Il budget di Natale. Sull’onda dell’incertezza, quest’anno il 64% degli italiani – quasi due su tre – progetta di spendere meno dello scorso anno per i regali e gli altri acquisti di Natale, dalla tavola alla casa, mentre solo il 3% prevede di aumentare il budget. Tutte le voci di spesa vengono riviste al ribasso: la percentuale di italiani che comprerà per sé, per la propria famiglia o per fare un regalo prodotti enogastronomici passa dal 70 al 40%; in discesa anche gli italiani che faranno acquisti di abbigliamento (dal 60 al 38%) e di libri – dal 54 al 35% – e giocattoli (dal 44 al 27%). Cedono terreno anche le intenzioni di acquisto di prodotti di tecnologia, che passano dal 33 al 23% delle indicazioni degli intervistati. La flessione generale segnalata induce a stimare una contrazione complessiva della spesa per il Natale in -4,7 miliardi di euro (-20,6% sullo scorso anno), di cui -1,3 miliardi per i regali (-17,9%) e -3,4 miliardi (-21,8%) per le altre spese. In aumento, invece, le risorse destinate dalle famiglie a saldare i conti in sospeso (+2 miliardi, +18%) e al risparmio (+11,1%).

Ritorno nei negozi. La rete dei negozi fisici arriva all’appuntamento di Natale sperando di giocare una partita di ritorno di successo, dopo un’andata dominata dal web. Durante il periodo di restrizioni delle attività di vicinato, le piattaforme online si sono infatti aggiudicate una buona parte del Natale: il 46% di italiani che ha già iniziato a comprare i doni da mettere sotto l’albero, in sei casi su dieci (59%, lo scorso anno era il 32%) lo ha fatto sul web. Con le riaperture, i negozi puntano ad invertire la tendenza nonostante il contesto difficile, scommettendo sul servizio e sulla tradizione. E i consumatori sono intenzionati a dare fiducia al retail: il 29% di chi non ha ancora comprato segnala l’intenzione di acquistare i propri doni in un piccolo negozio fisico o presso un mercato.

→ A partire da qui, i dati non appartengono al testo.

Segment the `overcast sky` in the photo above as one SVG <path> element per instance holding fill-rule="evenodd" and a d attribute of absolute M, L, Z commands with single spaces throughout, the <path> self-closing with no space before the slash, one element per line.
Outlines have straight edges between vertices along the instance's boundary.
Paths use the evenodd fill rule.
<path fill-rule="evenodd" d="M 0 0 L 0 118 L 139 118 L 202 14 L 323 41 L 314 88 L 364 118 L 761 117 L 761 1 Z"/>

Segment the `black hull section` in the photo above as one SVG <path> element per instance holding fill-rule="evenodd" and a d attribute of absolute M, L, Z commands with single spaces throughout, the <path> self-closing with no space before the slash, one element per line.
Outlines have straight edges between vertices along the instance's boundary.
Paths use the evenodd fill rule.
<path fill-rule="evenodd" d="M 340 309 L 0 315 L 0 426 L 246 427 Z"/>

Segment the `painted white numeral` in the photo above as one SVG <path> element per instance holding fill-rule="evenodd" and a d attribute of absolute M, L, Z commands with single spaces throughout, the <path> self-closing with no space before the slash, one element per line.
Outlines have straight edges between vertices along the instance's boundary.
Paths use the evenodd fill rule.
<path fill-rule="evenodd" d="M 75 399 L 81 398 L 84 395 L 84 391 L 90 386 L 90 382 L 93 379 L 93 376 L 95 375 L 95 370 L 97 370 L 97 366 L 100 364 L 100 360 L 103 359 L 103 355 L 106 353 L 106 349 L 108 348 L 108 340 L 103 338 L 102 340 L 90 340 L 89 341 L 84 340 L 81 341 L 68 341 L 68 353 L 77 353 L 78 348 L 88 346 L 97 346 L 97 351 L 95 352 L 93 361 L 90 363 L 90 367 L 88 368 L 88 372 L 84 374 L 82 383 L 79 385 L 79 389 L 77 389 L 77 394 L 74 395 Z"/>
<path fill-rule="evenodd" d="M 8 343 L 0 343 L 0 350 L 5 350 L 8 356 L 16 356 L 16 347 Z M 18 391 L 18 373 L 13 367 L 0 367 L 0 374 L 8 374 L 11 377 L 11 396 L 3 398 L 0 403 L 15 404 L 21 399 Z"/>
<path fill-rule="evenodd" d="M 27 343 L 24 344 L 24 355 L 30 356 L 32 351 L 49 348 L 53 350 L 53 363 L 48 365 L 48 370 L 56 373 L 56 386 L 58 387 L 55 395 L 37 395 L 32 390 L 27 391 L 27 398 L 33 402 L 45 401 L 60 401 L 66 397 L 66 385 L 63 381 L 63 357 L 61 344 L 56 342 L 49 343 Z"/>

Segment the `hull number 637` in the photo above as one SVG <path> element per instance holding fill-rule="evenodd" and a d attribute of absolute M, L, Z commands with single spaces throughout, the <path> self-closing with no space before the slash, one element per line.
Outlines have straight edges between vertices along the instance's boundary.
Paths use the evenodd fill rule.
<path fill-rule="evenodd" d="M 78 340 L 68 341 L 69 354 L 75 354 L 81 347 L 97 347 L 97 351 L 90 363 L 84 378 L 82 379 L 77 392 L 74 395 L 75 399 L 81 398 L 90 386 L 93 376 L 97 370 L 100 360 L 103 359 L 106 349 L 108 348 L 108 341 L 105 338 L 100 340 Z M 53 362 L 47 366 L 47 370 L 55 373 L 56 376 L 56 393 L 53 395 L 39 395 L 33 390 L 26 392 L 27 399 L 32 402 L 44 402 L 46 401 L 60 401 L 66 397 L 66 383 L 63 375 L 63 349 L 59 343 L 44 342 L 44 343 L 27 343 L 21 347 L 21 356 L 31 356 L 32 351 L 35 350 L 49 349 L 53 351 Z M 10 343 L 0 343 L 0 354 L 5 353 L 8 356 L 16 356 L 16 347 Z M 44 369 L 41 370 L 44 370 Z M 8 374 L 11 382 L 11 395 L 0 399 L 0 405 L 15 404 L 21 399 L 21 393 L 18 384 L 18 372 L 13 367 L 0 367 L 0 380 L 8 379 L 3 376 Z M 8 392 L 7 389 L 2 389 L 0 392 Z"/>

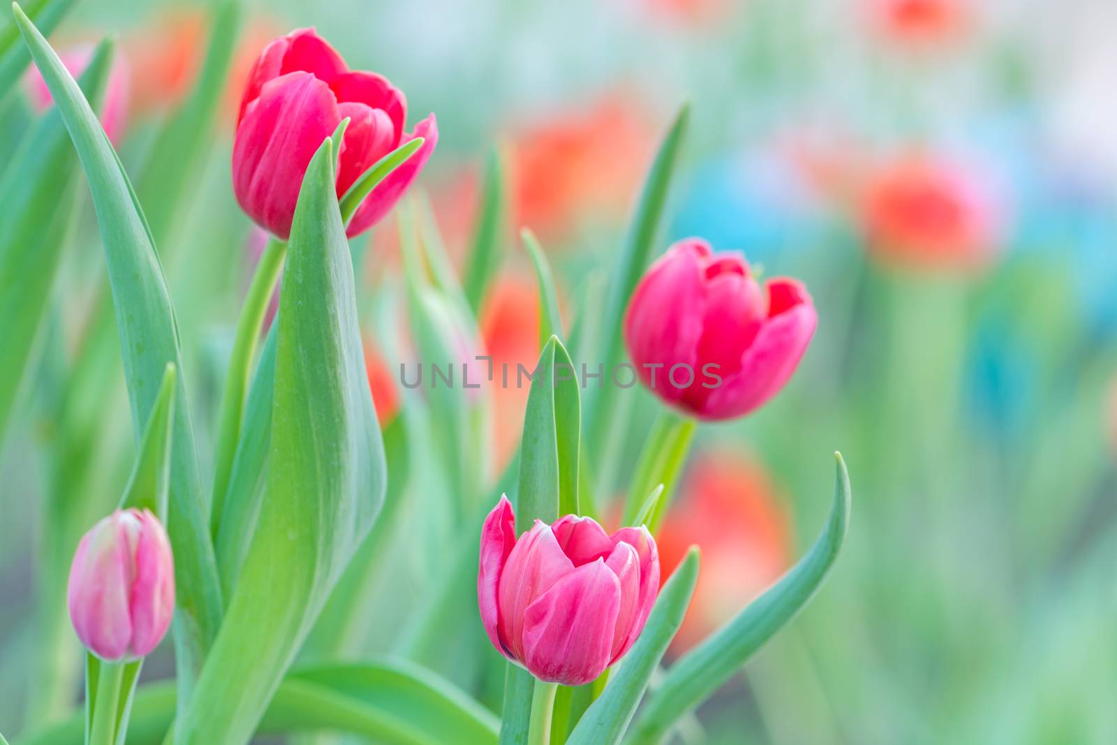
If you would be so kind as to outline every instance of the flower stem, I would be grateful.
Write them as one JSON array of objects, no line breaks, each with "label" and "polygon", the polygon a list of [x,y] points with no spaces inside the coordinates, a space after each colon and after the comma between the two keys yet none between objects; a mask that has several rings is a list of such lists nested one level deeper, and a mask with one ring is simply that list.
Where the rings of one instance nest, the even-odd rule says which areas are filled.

Centri commerciali e ricorso al Tar. Pesa, però, la chiusura dei negozi di centri e gallerie commerciali nei giorni prefestivi e festivi: le limitazioni alle aperture e agli orari condizionano il 16% dei consumatori. Un grave danno economico ed una distorsione inaccettabile della concorrenza, visto che negozi della stessa tipologia, ma dislocati al di fuori di un centro commerciale, possono rimanere aperti. Per questo, Confesercenti ha presentato ricorso al Tar contro il provvedimento: da quanto apprendiamo, la questione verrà discussa Mercoledì 16 dicembre.  Tra gli altri fattori che condizionano gli acquisti nei negozi, il 25% segnala le file generate dai contingentamenti dentro le attività. Il 34%, invece, ammette di essere influenzato nella sua spesa nei negozi proprio dal timore di contagio. Ma c’è anche un 25% che dice di non essere condizionato.

Celebrazioni e decorazioni. Non solo lo shopping, ma anche la festa in sé viene oscurata dall’ombra del Covid. Per il 41% l’emergenza pandemica e le conseguenti restrizioni cancellano del tutto o parzialmente la festa, mentre solo il 29% ritiene che il Natale resti parzialmente o del tutto intatto. Anche le decorazioni sono più modeste: le famiglie che faranno l’Albero passano dal 73 al 67%; il Presepe dal 49 al 40%. A sostituirli, villaggi di Natale (scelti dal 3%, contro il 2% dello scorso anno) e le piccole decorazioni domestiche (23%), mentre il 16% – era il 14% lo scorso anno – non metterà nulla.